Yeniden yaratılışa yapılan bu vurgu, bize âlemin sadece var olmak için değil, aynı zamanda her an varlığını sürdürmek için de Allah’a muhtaç olduğunu gösterir. İbn Arabî, eşyanın yoksunluğu (fakr) nedeniyle bunun böyle olduğunu söyler. Eğer bir şey iki anda aynı halde — ya da aynı sûrette — “sabit” kalsaydı, bu süre boyunca Allah’a karşı bağımsız (müstağni) olurdu. Halbuki âlem, Allah’a sürekli muhtaçtır ve bu nedenle her an yeni bir yaratılışta ve değişim halinde olması zorunludur. Ona göre, “O her gün bir iştedir” (Rahman 29) ayeti, Allah’ın sürekli yaratan olmasına delildir. Ancak insanların çoğu bu “yeniden yaratılış”ın farkında değildir.

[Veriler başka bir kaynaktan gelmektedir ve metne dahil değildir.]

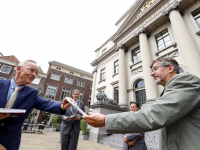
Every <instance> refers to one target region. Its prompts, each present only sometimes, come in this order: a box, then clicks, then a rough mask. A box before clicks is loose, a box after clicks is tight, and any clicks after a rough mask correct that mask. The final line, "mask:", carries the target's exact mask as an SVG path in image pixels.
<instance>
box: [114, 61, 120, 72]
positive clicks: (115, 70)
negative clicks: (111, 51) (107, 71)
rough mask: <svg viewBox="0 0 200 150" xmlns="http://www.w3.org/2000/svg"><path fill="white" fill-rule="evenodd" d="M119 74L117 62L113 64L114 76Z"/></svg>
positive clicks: (117, 61) (114, 62)
mask: <svg viewBox="0 0 200 150" xmlns="http://www.w3.org/2000/svg"><path fill="white" fill-rule="evenodd" d="M117 73H119V60H117V61H115V62H114V74H117Z"/></svg>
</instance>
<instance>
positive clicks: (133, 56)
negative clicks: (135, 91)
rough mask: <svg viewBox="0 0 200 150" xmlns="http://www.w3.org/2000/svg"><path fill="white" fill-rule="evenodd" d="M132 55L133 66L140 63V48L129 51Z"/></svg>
mask: <svg viewBox="0 0 200 150" xmlns="http://www.w3.org/2000/svg"><path fill="white" fill-rule="evenodd" d="M131 55H132V61H133V63H134V64H136V63H138V62H140V61H141V52H140V47H137V48H135V49H133V50H132V51H131Z"/></svg>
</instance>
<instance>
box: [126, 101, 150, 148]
mask: <svg viewBox="0 0 200 150" xmlns="http://www.w3.org/2000/svg"><path fill="white" fill-rule="evenodd" d="M139 109H140V107H139V104H138V103H137V102H133V101H131V102H130V111H133V112H137V111H138V110H139ZM123 140H124V144H123V150H147V146H146V143H145V141H144V133H133V134H126V135H124V137H123Z"/></svg>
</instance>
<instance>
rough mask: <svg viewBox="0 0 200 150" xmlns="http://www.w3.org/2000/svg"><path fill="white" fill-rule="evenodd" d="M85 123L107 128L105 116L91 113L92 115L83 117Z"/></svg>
mask: <svg viewBox="0 0 200 150" xmlns="http://www.w3.org/2000/svg"><path fill="white" fill-rule="evenodd" d="M82 118H83V119H84V121H85V122H87V123H88V124H89V125H91V126H93V127H104V126H105V115H103V114H97V113H90V115H86V116H82Z"/></svg>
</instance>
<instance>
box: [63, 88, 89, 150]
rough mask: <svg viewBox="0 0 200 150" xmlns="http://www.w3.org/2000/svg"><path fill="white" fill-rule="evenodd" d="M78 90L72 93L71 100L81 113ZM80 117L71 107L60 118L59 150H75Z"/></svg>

Âlemde tekrar eden hiçbir şey olmamasına ve her an yeniden yaratılış söz konusu olmasına rağmen bize süreklilik ve düzen hissini veren nedir? Toshihiko Izutsu (井筒 俊彦)’nun dediği gibi, sürekli değişim öylesine düzenli ve belirli kalıplara uygun olarak vuku bulur ki, biz etrafımızdaki âlemin hep aynı ve tek âlem olduğunu hayal eder dururuz Bunun nedeni İbn Arabî’ye göre “benzer”lerin varlığıdır. Hak varlık âlemine sürekli benzerler (emsal) getirir.

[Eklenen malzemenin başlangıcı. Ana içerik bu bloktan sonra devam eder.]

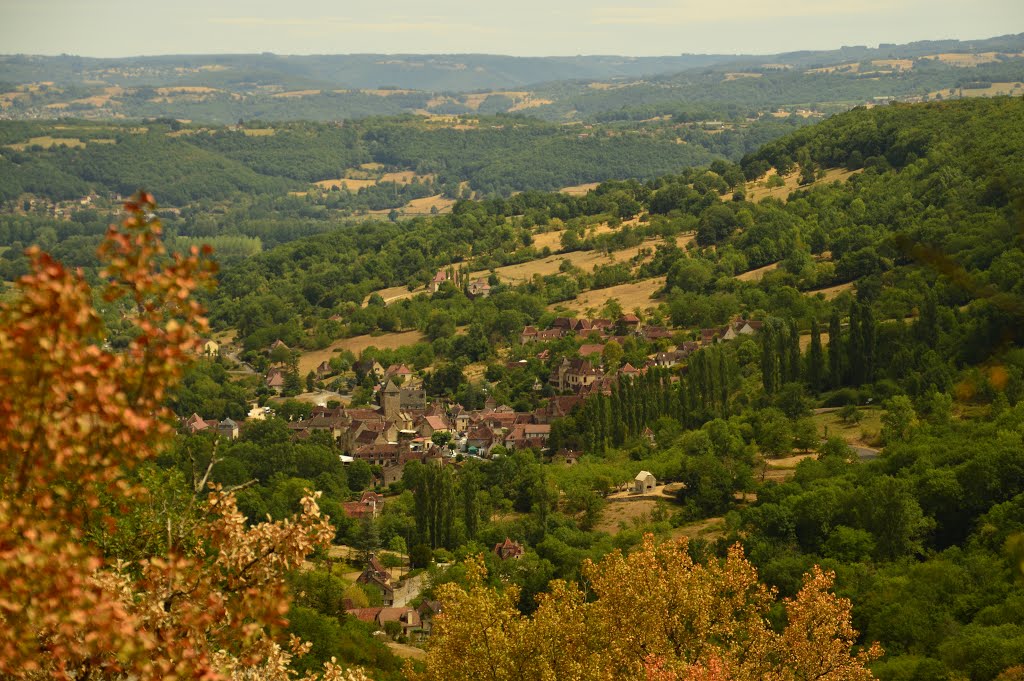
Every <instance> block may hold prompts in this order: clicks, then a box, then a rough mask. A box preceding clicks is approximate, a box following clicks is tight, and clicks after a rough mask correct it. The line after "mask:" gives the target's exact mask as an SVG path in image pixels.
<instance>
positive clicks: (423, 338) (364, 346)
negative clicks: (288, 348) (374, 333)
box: [299, 331, 424, 377]
mask: <svg viewBox="0 0 1024 681" xmlns="http://www.w3.org/2000/svg"><path fill="white" fill-rule="evenodd" d="M423 339H424V336H423V334H422V333H420V332H419V331H403V332H400V333H393V334H381V335H380V336H370V335H367V336H352V337H351V338H344V339H342V340H340V341H335V342H334V343H331V345H329V346H328V347H326V348H324V349H323V350H313V351H311V352H304V353H303V354H301V355H300V356H299V376H303V377H304V376H305V375H306V374H308V373H309V372H310V371H312V370H314V369H316V367H317V366H318V365H319V364H321V363H322V361H324V360H325V359H331V357H333V356H335V355H336V354H337V353H338V352H342V351H344V350H351V352H352V353H353V354H354V355H355V356H359V353H360V352H362V350H365V349H367V348H368V347H371V346H373V347H377V348H381V349H387V350H393V349H395V348H398V347H404V346H406V345H415V344H416V343H419V342H420V341H422V340H423Z"/></svg>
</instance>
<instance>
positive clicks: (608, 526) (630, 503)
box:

Varlıkta tekrarlayan hiçbir şey yoktur; sadece sûretlerde birbirine benzeyenler vardır. Bu durumda tekrar sayılan şey de aslında “benzer”lerin ardı ardına varlık âlemine girmesidir. Ancak, benzerler insanlar için bir “perde”dir; Hakk’ın sürekli yaratılışta olduğu gerçeğinden bizi perdeler. İbn Arabî, “hiçbir perde diğerinin aynı değildir” der. Yani, bir şeyin “benzer”i onun “aynı” değildir. Varlıkta “aynı” olan hiçbir şey yoktur. Bilakis her şey, zatında bulunduğu hakikatiyle diğerinden ayrıdır. İlahi genişlik/bolluk gereği Allah her şeyi, onu başkasından “farklı” kılan bir özellikte yaratmıştır. Söz konusu özellik nedeniyle her şey eşsiz ve “bir”dir.[3]

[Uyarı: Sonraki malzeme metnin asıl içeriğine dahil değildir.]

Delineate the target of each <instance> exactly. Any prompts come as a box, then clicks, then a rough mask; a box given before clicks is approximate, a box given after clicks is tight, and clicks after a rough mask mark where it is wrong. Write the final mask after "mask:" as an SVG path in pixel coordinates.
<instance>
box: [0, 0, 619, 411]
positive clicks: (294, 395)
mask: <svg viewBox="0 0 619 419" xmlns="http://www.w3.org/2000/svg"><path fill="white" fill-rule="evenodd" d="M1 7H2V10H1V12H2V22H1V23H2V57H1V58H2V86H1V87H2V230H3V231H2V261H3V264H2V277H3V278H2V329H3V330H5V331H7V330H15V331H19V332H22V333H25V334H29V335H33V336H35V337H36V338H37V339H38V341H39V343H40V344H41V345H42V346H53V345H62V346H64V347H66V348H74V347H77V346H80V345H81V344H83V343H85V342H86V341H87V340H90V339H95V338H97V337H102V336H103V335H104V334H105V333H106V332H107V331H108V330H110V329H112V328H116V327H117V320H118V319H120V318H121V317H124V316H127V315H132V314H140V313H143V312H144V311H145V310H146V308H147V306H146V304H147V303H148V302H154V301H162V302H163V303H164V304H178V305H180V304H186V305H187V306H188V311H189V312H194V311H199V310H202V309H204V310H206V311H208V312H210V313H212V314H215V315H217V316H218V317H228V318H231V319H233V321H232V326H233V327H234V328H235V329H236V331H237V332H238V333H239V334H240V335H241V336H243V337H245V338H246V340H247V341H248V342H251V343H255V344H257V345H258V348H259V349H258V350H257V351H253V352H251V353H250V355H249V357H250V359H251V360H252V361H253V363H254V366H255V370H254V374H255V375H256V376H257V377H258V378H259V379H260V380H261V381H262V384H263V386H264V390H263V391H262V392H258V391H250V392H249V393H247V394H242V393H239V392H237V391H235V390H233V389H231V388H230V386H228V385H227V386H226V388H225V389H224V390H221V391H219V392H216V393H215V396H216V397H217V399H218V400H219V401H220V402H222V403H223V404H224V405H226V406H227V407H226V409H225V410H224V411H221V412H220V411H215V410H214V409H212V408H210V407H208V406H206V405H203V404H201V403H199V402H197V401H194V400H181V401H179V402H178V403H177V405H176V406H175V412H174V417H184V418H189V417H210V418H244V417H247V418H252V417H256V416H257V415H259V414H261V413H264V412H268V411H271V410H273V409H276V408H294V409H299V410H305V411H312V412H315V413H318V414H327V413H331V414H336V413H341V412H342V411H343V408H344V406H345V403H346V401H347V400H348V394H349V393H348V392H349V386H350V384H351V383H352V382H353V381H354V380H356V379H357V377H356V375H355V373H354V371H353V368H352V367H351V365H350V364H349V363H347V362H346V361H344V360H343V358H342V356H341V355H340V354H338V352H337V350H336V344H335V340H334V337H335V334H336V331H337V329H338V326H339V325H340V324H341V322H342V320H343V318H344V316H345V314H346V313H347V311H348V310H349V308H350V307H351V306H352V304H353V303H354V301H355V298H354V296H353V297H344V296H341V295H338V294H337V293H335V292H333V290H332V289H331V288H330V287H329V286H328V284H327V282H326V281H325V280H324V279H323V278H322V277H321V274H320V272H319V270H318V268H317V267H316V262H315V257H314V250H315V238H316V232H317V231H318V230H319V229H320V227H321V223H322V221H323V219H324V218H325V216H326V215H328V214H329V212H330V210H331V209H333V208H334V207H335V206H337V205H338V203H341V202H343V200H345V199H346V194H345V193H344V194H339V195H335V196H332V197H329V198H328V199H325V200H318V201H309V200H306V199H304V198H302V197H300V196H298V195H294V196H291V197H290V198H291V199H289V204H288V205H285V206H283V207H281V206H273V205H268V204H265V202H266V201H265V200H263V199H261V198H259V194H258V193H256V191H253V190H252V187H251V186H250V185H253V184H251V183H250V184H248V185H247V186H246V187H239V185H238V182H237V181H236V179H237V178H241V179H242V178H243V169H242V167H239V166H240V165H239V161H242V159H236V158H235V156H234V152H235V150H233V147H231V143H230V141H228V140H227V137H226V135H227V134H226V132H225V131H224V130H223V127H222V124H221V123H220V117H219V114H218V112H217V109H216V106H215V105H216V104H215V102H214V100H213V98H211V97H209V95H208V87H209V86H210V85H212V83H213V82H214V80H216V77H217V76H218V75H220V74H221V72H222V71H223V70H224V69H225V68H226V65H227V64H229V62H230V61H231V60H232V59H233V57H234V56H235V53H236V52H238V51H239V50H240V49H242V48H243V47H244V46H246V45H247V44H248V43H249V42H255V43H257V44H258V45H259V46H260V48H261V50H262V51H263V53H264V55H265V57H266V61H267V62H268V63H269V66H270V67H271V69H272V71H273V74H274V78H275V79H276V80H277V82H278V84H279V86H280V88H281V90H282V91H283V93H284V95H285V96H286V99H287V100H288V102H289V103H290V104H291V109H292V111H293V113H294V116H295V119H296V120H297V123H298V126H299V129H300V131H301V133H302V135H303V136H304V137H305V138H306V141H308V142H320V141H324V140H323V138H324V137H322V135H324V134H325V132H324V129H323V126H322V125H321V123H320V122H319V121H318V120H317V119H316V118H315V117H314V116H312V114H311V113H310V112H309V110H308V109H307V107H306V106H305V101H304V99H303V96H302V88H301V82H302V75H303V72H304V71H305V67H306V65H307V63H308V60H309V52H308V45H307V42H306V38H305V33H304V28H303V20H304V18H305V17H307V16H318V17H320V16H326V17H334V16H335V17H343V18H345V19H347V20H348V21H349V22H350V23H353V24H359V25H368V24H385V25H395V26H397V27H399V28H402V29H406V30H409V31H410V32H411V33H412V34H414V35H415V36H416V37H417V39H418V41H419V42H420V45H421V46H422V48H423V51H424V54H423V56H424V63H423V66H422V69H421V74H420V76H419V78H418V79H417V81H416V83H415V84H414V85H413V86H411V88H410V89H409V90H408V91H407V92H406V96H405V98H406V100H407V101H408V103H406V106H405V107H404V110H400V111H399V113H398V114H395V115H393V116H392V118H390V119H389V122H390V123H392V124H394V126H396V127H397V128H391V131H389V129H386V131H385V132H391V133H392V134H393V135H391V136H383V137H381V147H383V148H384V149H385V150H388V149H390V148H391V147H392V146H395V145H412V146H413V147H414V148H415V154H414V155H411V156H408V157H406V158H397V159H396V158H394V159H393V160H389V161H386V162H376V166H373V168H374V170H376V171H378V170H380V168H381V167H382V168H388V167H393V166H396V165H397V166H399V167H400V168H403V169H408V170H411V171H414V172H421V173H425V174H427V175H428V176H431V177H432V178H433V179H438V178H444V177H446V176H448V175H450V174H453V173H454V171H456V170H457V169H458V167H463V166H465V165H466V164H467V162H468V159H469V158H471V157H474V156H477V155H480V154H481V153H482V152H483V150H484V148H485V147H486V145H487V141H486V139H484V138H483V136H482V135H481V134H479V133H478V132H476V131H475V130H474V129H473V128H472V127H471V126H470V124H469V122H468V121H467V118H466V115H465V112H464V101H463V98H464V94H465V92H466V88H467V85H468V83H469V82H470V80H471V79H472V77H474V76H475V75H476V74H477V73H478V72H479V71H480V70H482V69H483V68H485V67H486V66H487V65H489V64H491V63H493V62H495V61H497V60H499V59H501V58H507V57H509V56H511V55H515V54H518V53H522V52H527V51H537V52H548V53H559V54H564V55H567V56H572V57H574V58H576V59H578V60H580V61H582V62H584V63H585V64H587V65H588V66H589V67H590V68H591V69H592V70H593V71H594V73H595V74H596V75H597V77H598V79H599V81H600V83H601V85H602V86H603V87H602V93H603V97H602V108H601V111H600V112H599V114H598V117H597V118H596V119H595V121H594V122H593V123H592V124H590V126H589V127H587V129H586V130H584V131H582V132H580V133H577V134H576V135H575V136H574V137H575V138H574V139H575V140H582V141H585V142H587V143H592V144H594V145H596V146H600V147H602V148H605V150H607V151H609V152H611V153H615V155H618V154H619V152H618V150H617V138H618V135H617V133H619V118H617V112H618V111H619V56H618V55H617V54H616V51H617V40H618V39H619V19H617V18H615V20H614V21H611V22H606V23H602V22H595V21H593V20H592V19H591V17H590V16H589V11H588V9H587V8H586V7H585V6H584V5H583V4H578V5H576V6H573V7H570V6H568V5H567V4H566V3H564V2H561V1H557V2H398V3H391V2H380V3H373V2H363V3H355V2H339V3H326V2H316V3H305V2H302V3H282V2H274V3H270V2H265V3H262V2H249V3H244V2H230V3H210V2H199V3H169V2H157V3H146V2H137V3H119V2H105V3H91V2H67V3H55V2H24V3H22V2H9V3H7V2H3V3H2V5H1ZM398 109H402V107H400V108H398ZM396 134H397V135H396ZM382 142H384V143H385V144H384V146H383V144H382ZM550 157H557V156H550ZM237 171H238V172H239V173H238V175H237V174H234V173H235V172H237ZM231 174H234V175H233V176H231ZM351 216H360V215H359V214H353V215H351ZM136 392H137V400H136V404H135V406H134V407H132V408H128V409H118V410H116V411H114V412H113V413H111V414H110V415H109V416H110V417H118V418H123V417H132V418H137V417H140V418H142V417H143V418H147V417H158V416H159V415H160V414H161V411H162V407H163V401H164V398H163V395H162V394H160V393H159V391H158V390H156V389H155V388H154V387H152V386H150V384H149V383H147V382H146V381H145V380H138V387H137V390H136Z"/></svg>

Nehir akıp gittiği için, aynı nehre iki kez giremeyeceğimizi ifade eden Herakleitos’a göre de evrende bulunan hiçbir nesne ve nesnellerin hiçbir özelliği yoktur ki, değişmeden aynı biçimde kalsın. Her şey, bir başka şeyin yıkımı ve ölümü sayesinde varlığa gelmekte ve daha sonra kaybolup gitmektedir.[4]

İslâm’da Yeniden Yaratılış (Halk-ı Cedid)​

“Yeniden Yaratılış” kavramı Kurân-ı Kerîm’de, Kaf Suresi’nin 15. ayetinde geçmektedir. Mealen Ayet’te şöyle denilmektedir:

أَفَعَيِينَا بِالْخَلْقِ الْأَوَّلِ بَلْ هُمْ فِي لَبْسٍ مِّنْ خَلْقٍ جَدِيدٍ

“Biz ilk yaratmamızda acizlik mi gösterdik? Hayır. Doğrusu onlar her vakit yenilenip duran yaratılıştan şüphe içindedirler!” (Kaf 15)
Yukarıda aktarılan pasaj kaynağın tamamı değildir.